The statement, signed by high-profile journalists Tariq Ali, Laurie Penny, Naomi Klein, Jon Ronson and Johann Hari, took aim at the festival's co-curator, the Ethics Centre, for the involvement of one of its board members, retired Major General Andrew James Molan, in the "unjust treatment of asylum seekers in Australian-controlled detention centres".
Molan was one of the architects of the government's Operation Sovereign Borders asylum-seeker policy, which the visiting writers describe as a "draconian program relying on the remote island detention centres condemned as cruel and inhumane by multiple respected human rights organisations".
Laurie Penny is a feminist writer and socialist activist.
"As festival speakers, we wish to separate ourselves – in the strongest possible terms – from Molan's views and policies," the statement said.
They were also angered by Molan's suggestion the model should be used in Europe.

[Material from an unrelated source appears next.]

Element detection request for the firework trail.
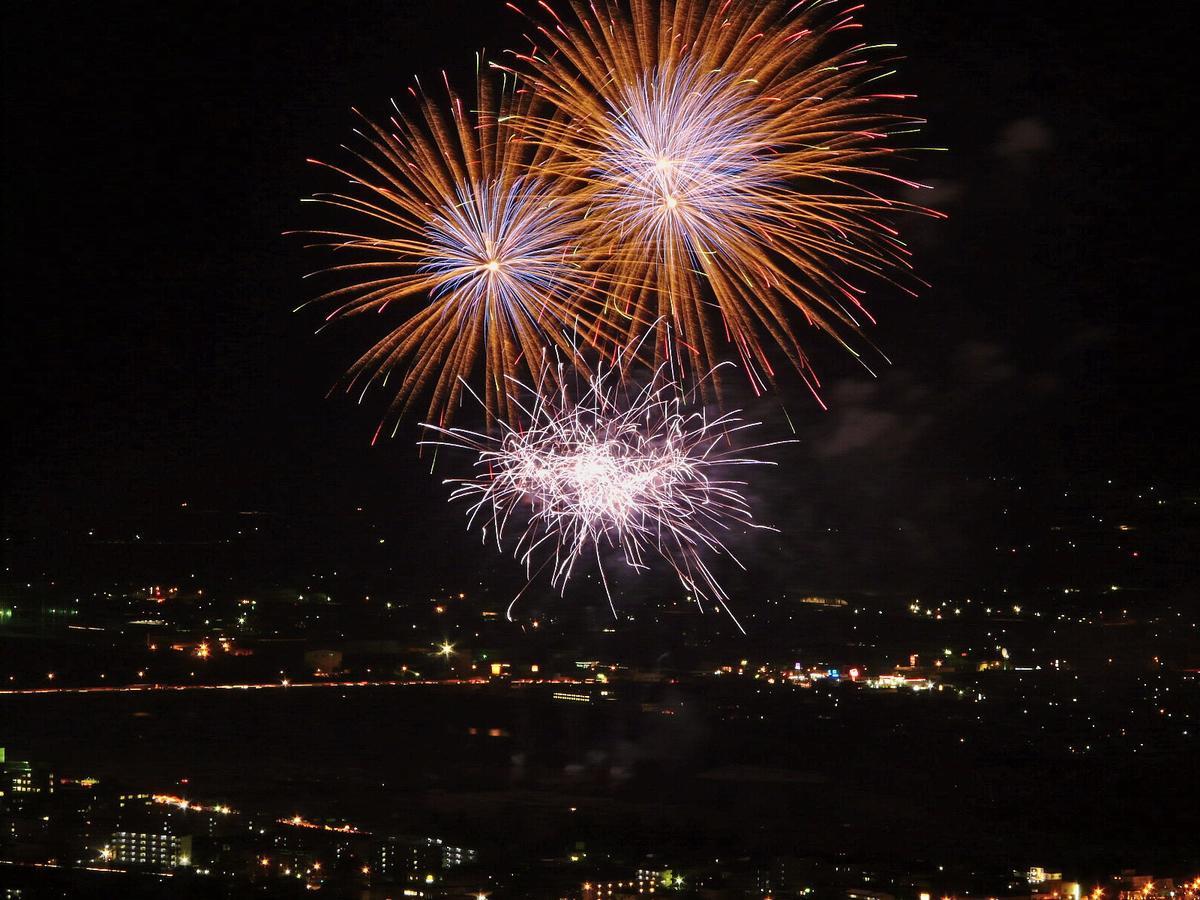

"Australia's cruel practices towards migrants are wholly unacceptable, and they most certainly should not be exported to Europe, where they would make an already intolerable moral crisis far worse."
Jim Molan is the former special envoy for operation sovereign borders.
The executive director of the Ethics Centre, Dr Simon Longstaff, has stood by Molan, telling New Matilda he was was not involved in the development of the centre's policy positions. He also said he did not share Molan's views on the issue.